Most familiar Antarctic animals are coastal birds, especially penguins such as the emperor penguin, Adélie penguin, rockhopper penguin, king penguin, chinstrap penguin, and gentoo penguin. The beautiful White Snow Petrel is one of only three birds that breed exclusively in Antarctica and the only bird sighted at the South Pole. All of these birds survive due to their ability to fly over the northernmost ice floes during the harsh Antarctic winter. During the summer, the Antarctic coast is tolerable, reaching temperatures between 5°C and 15°C (41°F and 59°F). Large colonies of penguins can be seen covering small coastal islands, basking in the sun.
The waters around Antarctica are surrounded by numerous animals, including squid, crabs, icefish, krill, prey fish, elephant and leopard seals, giant petrels and Antarctic terns, humpback and killer whales, and many more. Although penguins nest on land, they spend most of their lives and get all of their food from water. Some of the animals around the Antarctic coast exhibit polar gigantism, a property whereby animals tend to get larger as they move away from the equator. Search teams have found starfish and crabs more than two feet in diameter. This is a great example of Bergmann’s rule, a generality that states that animals get bigger the closer you get to the poles.

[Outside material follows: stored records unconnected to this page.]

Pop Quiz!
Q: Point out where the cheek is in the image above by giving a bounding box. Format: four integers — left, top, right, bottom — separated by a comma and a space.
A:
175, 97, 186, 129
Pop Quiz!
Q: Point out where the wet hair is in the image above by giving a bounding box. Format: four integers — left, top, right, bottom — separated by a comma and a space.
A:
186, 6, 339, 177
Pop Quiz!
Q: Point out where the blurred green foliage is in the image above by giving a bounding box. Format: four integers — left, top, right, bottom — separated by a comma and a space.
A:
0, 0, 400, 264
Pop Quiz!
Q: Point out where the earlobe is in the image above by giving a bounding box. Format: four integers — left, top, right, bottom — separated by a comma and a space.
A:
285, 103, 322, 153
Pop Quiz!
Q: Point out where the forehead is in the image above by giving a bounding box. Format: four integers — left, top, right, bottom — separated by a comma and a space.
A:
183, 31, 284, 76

The last of the Antarctic animals is the familiar man, Homo sapiens, whose population reaches 4,000 during the summer months when researchers come to do fieldwork and occasionally bring their families too. About 70 research bases are maintained on the continent, producing substantial scientific returns for the large investments required to ship supplies. Some of the biggest draws for researchers are unique fossils found on the slopes of the Antarctic mountains, McMurdo Dry Valleys, ghostly gravel valleys in the interior of Antarctica, the Antarctic Plateau free of electromagnetic interference and light pollution, used as a site for telescopes and neutrino observatories, and Lake Vostok, a subglacial lake that was sealed under the ice sheet for 500,000 to more than a million years.